Last month the Texas Supreme Court ruled that the undefined term “windstorm,” as used in a Texas homeowners’ policy, is unambiguous and includes a tornado. Privilege Underwriters Reciprocal Exchange v. Mankoff, No. 24-0132, __ S.W.3d ___ (Tex., Feb. 13, 2026) (not yet released for publication). Therefore, the policy’s windstorm and hail deductible applied to the loss.
The Mankoffs’ home suffered damage in the 2019 tornado that raced through the heart of Dallas. They made a claim under their homeowners’ policy. The insurer made only a partial payment, advising that the tornado qualified as a “windstorm” and, thus, the claim was subject to the policy’s $87,156 “Windstorm or Hail Deductible.”
This provision stated: “In the event of direct physical loss to property covered under this policy caused directly or indirectly by windstorm or hail, the Windstorm or Hail deductible listed on your Declarations is the amount of the covered loss for dwelling, other structures and contents that you will pay.” The policy did not define “windstorm.”
The insureds sued for breach of contract but the trial court granted summary judgment to the insurer. The insureds appealed, and a divided Dallas Court of Appeals reversed. The Texas Supreme Court granted review and reversed the Court of Appeals, reinstating the trial court’s judgment in favor of the insurer.
The Court examined the policy’s plain language, applying long-standing principles of contract interpretation. The Court looked at multiple dictionary definitions of windstorm, finding them “markedly consistent” and having a “common thread”: a windstorm is a storm marked by high or violent winds but with little or no precipitation.
The Court also examined various statutes using the term windstorm. It found that none of the provisions indicated that the Legislature understood “windstorm” to exclude a tornado. The Court examined several state and federal cases cited by the parties and concluded that courts and parties over the years have viewed tornadoes as windstorms.
The insureds even offered an expert meteorologist’s opinion that a windstorm is distinct from a tornado. The Court, however, determined that the insureds are not parties who agreed to a technical meteorological meaning to control the undefined term; thus, the expert’s opinion provided little guidance, if any, in determining the term’s ordinary meaning. But, even considering the opinion, the expert’s definition of “windstorm” was consistent with the common thread identified across dictionaries and did not exclude a tornado.
The Court acknowledged:
Undoubtedly, some tornadoes occur amidst broader weather events that may not be classified as windstorms because of significant precipitation. However, the classification of the accompanying weather event in which a tornado forms has no bearing on whether the tornado itself is a windstorm. Rather, a tornado is merely one of multiple elements that may or may not be part of a particular weather event. A tornado is a windstorm in and of itself, and this is true regardless of whether it is a subset of a broader storm involving precipitation.
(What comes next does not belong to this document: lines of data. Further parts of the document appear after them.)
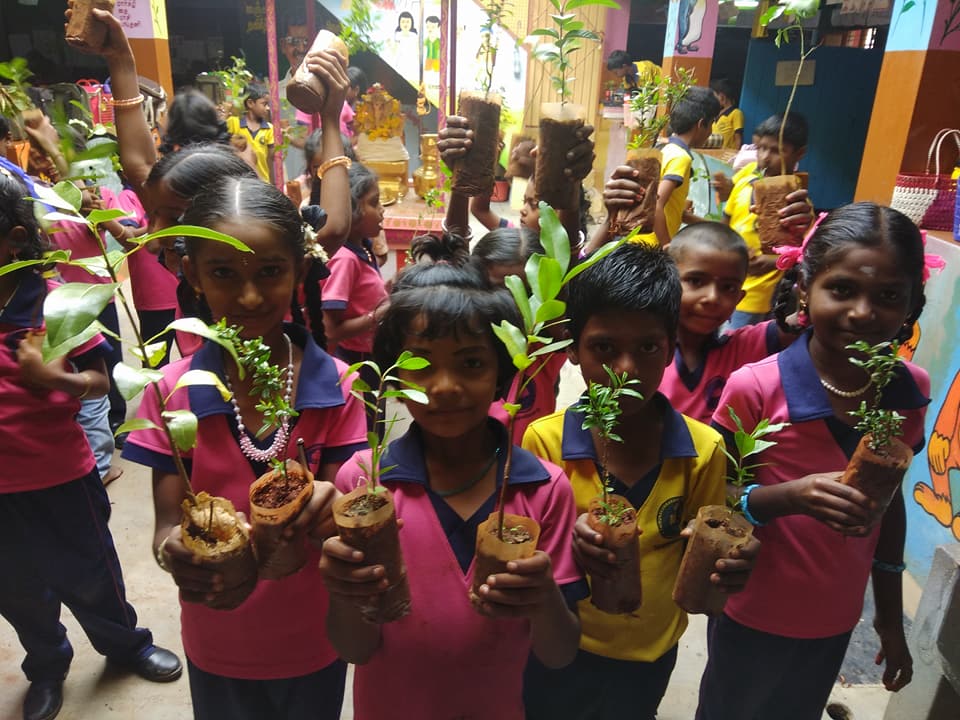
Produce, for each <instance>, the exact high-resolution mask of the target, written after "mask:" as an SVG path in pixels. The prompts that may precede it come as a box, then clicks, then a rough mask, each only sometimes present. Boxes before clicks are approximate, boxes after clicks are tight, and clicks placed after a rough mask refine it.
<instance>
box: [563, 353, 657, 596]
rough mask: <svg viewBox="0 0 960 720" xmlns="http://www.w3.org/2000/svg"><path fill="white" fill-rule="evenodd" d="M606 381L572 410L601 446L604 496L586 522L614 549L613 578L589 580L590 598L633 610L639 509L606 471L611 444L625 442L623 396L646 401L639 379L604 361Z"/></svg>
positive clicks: (586, 428) (638, 552)
mask: <svg viewBox="0 0 960 720" xmlns="http://www.w3.org/2000/svg"><path fill="white" fill-rule="evenodd" d="M603 370H604V372H606V373H607V377H608V378H609V383H608V384H605V385H604V384H600V383H595V382H591V383H590V386H589V387H588V388H587V395H586V397H585V398H584V399H582V400H581V401H580V402H579V403H578V404H577V405H575V406H574V407H573V409H574V410H575V411H577V412H579V413H582V414H583V424H582V426H581V427H582V428H583V429H584V430H594V431H596V437H597V440H598V442H599V445H600V495H598V496H597V497H595V498H593V500H591V501H590V507H589V509H588V510H587V523H588V524H589V525H590V529H591V530H593V531H594V532H596V533H598V534H599V535H600V536H601V537H602V538H603V547H605V548H606V549H607V550H609V551H610V552H612V553H613V555H614V557H615V562H616V565H617V570H616V573H615V574H614V575H613V576H612V577H591V578H590V602H591V603H593V605H594V606H596V607H597V608H599V609H600V610H602V611H603V612H606V613H613V614H620V613H631V612H633V611H634V610H636V609H637V608H638V607H640V603H641V601H642V599H643V594H642V590H641V585H640V552H639V551H640V548H639V544H638V543H637V538H638V536H639V535H638V532H637V511H636V509H635V508H634V507H633V505H632V504H631V503H630V501H629V500H627V498H625V497H623V496H621V495H615V494H613V487H612V478H611V477H610V471H609V470H608V464H607V462H608V455H609V451H610V443H612V442H618V443H622V442H623V438H622V437H620V436H619V435H617V434H616V432H615V430H616V427H617V424H618V423H619V420H620V415H621V414H622V413H623V410H622V409H621V407H620V398H621V397H633V398H637V399H642V398H643V396H642V395H641V394H640V393H639V392H637V391H636V390H633V389H631V388H630V386H631V385H638V384H639V381H638V380H635V379H634V380H629V379H628V376H627V373H622V374H619V375H618V374H617V373H615V372H614V371H613V370H611V369H610V368H609V367H607V366H606V365H604V366H603Z"/></svg>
Stated another way, a weather event may not qualify as a windstorm depending on the amount of precipitation involved, but that has no effect on the fact that, based on the ordinary meanings of the terms, a tornado is always a windstorm.
Ultimately, the Court held that all authorities indicate the obvious: not all windstorms contain tornadoes, but all tornadoes are windstorms, regardless of whether the broader weather event includes precipitation. Therefore, the common, ordinary meaning of “windstorm” in an insurance policy unambiguously includes a tornado. For the Mankoffs, this meant the windstorm and hail deductible applied and the insurer was not liable for any additional payment.
The insureds have received an extension of time through March 30, 2026, to file a motion for rehearing of the opinion.